An Emerging Superpower and a Pitiful Giant

This is how a great power behaves:
Drug kingpin Naw Kham was accustomed to a comfortable life on the lam in the “Golden Triangle”—the remote mountains and river valleys where Burma, Thailand, and Laos meet. He had a small army to protect his meth and heroin business and a network of locals and politicians who would tip him off if the authorities were hot on his tail. But then he ordered the killing of eight Chinese nationals who apparently had not paid protection money when they sailed into Thai waters from China. It was the worst slaughter of Chinese citizens abroad in recent times, and it infuriated the Chinese public. It was enough to put the powerful Ministry of Public Security, China’s FBI, on his case.

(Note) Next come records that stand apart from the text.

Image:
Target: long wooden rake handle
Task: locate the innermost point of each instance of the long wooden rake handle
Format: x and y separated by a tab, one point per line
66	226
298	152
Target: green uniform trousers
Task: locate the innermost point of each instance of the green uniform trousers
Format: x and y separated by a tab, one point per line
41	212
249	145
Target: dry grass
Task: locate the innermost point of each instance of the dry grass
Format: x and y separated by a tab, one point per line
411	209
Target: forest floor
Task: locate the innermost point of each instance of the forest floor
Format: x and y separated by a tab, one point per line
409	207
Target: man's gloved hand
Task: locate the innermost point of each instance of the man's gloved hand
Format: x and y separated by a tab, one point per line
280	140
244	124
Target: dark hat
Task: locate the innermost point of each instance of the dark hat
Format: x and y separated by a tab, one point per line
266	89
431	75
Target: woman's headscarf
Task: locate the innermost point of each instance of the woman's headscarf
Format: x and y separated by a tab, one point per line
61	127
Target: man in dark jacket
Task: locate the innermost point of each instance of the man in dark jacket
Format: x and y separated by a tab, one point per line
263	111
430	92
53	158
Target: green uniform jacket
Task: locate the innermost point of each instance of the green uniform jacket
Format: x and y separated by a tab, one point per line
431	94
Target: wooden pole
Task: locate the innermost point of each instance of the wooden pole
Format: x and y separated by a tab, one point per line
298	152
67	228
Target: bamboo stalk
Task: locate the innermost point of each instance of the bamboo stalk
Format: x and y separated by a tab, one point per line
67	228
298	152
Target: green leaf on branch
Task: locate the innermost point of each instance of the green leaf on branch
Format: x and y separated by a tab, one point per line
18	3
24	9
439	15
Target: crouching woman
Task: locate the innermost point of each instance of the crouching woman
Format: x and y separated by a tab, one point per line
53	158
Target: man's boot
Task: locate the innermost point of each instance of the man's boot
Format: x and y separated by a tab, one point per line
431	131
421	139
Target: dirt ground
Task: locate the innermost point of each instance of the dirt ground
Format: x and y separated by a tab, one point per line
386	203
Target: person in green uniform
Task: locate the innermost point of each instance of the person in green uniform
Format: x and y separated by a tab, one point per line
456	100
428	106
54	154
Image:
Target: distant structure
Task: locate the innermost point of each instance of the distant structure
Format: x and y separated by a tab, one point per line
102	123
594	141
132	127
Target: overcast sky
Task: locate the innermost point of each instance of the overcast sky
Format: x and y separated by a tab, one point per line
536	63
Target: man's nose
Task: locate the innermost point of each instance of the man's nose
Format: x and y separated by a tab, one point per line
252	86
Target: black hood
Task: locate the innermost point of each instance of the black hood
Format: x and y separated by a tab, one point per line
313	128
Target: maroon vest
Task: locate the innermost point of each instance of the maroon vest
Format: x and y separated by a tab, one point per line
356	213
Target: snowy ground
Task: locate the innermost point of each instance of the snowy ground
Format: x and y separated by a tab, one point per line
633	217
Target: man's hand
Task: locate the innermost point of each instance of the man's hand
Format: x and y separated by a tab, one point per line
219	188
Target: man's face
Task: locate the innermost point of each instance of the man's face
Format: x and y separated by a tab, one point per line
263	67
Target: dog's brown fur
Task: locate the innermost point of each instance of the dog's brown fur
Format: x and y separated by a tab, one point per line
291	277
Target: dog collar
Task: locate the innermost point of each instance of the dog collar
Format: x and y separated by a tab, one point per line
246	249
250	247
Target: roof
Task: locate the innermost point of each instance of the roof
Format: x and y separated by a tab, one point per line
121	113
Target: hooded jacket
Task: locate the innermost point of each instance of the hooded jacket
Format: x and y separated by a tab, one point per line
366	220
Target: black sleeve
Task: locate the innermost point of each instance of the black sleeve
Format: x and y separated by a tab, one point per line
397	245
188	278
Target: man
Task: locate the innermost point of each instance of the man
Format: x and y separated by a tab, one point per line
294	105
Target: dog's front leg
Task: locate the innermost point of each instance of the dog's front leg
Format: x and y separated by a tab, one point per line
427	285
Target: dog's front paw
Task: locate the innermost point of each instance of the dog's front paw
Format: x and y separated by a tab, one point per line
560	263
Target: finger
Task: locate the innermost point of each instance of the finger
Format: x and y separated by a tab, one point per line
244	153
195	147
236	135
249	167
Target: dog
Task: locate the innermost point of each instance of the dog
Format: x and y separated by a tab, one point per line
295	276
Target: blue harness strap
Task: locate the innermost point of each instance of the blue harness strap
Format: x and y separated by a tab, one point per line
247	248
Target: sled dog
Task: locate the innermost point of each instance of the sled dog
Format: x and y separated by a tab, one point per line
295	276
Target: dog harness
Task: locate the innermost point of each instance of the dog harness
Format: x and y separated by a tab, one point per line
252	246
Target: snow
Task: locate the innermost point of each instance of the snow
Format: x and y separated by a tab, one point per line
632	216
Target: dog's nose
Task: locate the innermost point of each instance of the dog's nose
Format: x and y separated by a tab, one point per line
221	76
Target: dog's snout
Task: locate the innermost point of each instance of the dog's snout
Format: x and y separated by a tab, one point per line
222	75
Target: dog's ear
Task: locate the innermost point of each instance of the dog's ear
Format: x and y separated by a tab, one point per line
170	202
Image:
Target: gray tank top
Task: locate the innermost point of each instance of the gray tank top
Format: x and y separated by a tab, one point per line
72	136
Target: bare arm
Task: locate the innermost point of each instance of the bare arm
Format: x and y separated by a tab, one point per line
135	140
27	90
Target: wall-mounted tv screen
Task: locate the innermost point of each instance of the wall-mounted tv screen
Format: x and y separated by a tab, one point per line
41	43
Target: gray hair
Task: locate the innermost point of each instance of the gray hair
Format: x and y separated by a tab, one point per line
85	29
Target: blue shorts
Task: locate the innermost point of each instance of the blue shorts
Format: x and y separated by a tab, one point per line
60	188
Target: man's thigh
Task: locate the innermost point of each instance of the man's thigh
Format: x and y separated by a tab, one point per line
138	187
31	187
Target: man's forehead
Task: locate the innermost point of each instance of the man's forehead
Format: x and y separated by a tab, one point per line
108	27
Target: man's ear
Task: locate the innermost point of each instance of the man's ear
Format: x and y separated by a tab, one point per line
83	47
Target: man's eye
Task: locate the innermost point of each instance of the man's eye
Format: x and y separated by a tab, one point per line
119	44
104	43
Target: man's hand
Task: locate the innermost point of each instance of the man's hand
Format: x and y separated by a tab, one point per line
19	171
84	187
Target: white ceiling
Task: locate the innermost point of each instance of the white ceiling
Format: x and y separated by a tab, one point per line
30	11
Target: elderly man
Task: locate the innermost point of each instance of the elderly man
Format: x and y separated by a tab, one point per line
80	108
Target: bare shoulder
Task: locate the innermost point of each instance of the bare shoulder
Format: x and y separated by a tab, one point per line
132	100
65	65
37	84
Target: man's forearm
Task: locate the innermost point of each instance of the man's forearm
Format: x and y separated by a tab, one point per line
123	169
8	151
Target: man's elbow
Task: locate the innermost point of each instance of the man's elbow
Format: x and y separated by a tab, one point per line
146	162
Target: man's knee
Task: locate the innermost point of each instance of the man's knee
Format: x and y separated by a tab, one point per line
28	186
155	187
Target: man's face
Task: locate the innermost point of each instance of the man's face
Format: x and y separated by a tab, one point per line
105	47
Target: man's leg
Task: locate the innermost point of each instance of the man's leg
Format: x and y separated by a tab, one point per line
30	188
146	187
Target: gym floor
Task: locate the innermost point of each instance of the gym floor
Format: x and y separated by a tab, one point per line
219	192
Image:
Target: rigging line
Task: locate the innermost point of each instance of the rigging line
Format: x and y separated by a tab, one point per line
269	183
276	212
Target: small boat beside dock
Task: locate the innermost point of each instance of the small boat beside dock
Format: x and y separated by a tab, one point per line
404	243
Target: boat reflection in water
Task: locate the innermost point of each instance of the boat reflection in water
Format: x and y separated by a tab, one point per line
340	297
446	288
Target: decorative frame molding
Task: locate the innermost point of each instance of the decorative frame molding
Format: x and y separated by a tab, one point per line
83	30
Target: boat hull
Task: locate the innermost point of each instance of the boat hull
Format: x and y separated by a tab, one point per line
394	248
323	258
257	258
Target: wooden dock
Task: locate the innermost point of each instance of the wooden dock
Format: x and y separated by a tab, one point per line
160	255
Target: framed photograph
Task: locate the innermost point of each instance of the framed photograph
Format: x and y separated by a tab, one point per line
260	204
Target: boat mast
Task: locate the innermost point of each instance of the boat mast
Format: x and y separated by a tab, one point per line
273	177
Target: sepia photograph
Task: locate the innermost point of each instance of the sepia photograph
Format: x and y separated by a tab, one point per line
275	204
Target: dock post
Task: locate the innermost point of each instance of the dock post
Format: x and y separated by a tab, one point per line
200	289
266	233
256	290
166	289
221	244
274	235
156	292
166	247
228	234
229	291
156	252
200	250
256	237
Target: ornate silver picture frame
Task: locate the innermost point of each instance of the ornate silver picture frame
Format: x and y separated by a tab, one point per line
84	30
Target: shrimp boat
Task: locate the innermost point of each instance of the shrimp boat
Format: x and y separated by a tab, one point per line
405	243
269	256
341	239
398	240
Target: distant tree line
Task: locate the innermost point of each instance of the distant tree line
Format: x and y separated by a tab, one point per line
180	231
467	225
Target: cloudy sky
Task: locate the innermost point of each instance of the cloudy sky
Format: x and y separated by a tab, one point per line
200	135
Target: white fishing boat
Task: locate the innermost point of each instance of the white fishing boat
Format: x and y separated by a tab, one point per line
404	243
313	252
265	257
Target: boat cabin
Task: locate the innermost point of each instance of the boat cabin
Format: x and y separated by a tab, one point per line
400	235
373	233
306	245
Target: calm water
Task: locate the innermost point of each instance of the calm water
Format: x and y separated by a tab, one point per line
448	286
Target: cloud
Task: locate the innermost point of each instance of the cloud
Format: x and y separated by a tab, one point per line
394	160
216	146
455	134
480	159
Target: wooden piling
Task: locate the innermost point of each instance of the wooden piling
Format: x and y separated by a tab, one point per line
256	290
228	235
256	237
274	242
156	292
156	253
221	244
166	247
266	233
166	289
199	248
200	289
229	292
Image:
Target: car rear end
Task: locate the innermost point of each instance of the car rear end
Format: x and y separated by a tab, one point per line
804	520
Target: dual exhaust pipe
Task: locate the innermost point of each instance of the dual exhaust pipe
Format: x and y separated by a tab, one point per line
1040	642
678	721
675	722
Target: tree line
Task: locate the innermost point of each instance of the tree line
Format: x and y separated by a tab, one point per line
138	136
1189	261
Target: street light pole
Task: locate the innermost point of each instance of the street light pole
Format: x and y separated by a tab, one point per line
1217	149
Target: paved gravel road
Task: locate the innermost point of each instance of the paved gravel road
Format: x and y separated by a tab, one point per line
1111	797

The end of the story has already been told. Naw Kham was caught by Laotian police on the banks of the Mekong in April 2012 and extradited to China a few days later. In March 2013 he was executed by lethal injection.
The locals in some Southeast Asian countries have gotten used to slaughtering their Chinese minorities as an outlet for frustration. They're in for a surprise as the Chinese navy grows.

Meanwhile, the pitiful giant:
A senior U.S. defense official says the Pentagon has delayed an intercontinental ballistic missile test for next week at Vandenberg Air Force Base in California amid mounting tensions with North Korea.

The official says Defense Secretary Chuck Hagel delayed the long-planned Minuteman 3 test because of concerns the launch could be misinterpreted and exacerbate the current Korean crisis.
Remember: if NoKo attacks, even if they knock out much of our power grid with an EMP device, above all we must avoid a disproportionate response.

North Korea is just one of the world's punk regimes.